The setting number and the setting sequence of the plurality of convolution layers and the plurality of maximum pooling layers are selected and set according to the domain name classification and detection accuracy and the deviation value requirement of the loss function.
In one embodiment, the one-dimensional convolutional neural network model includes a convolutional layer one, a convolutional layer two, a max boosting 1D one (max pooling layer), a convolutional layer three, a convolutional layer four, a max boosting 1D two, a convolutional layer five, a convolutional layer six, a max boosting 1D three, an intermediate layer, and a full link layer using an activation function, which are sequentially disposed.
Sample domain name data, classified DGA domain names and normal domain name real results form a sample set, iterative training is carried out on a one-dimensional convolutional neural network model, parameters of the one-dimensional convolutional neural network model are continuously optimized, deviation values are measured through a loss function, the performance of the trained one-dimensional convolutional neural network model is further evaluated, besides, the performance of the trained one-dimensional convolutional neural network model is comprehensively determined through accuracy, recall rate, F1 scores, accuracy rate and the like, namely: and if the deviation values, the accuracy rates, the recall rates and the F1 scores of the predicted classification results and the real results do not meet the requirements of corresponding set values, executing the steps S204-S205 to perform iterative training and optimize the model parameters until the deviation values, the accuracy rates, the recall rates, the F1 scores and the accuracy rates of the predicted classification results and the real results all meet the requirements of the set values, thereby determining the parameters of the one-dimensional convolutional neural network model.
Building a one-dimensional convolution training model:
the convolutional neural network model with 6 layers of Conv1D and 3 layers of MaxPholing 1D is built, and a layer of MaxPholing 1D is added behind every two convolutional layers to keep main characteristics and reduce calculation amount. Each convolutional layer adopts a relu function as an activation function, and the relu function can enable the output of a part of neurons to be 0, so that the sparsity of the network is caused, the interdependency relation of parameters is reduced, and the over-fitting problem is relieved. Therefore, the sparse model can better mine relevant characteristics and fit training data through the relu function.
② the Flatten layer (flattening layer) is used as the middle layer to link the convolution layer and the full-link layer.
And the Dropout layer (random inactivation layer) is used for preventing overfitting and improving the generalization capability of the model.
The fully-connected layer uses sigmoid (sigmoid function) as an activation function so that the output is in the range between (0-1).
After the one-dimensional convolutional neural network model is built, namely when the models are formed by all layers of the convolutional neural network together, a model () method is called to tell the optimizer and the loss function needed by the one-dimensional convolutional neural network model.
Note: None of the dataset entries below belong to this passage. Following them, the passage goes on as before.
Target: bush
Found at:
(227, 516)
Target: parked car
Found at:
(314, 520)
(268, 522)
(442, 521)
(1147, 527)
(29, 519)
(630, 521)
The optimizer used in this embodiment is Adam, which needs to set a learning rate for learning data by a one-dimensional convolutional neural network model, and different learning rates have different learning effects and performances.
The neural network is a process of continuous optimization and parameter adjustment, a proper learning rate is preferably selected, and then different convolution kernels (namely filters) are selected and tried, so that the optimal parameters are continuously selected and tried, because convolution layers of a convolution neural network model are subjected to convolution calculation by sliding the convolution kernels from left to right, different convolution kernel sizes, different convolution kernel numbers, different learning rates and the like can cause different results, the weight parameters of each layer of the neural network can be initialized to be automatically adjusted, and the results can be different. The performance of the model is measured, and factors such as accuracy, recall rate, F1 score, accuracy rate and the like can be comprehensively considered besides the loss function.
Generally, at the beginning of model training, an initial value of learning rate is set to be generally 0.01, step S205 is executed to train the model, loss (loss) and performance of the model are observed through step S206, if the performance is not good, a new learning rate can be obtained by dividing the learning rate by 2 or 5 every time, and model performance is observed, that is, step S204 is executed to execute step S205 to retrain the model. The learning rate cannot be too large or too small, and too small learning rate can cause very slow network convergenceSlow, too large, can make the network unable to converge. The general learning rate is set empirically, and is set at about 1 × 10 -6 -1*10 -5 . After the learning rate of a model is determined, the number and size of each layer of filters can be adjusted, for example, the number of initial filters is 64, and the size is 3, and then the parameter tuning process is continued until a better model parameter is found.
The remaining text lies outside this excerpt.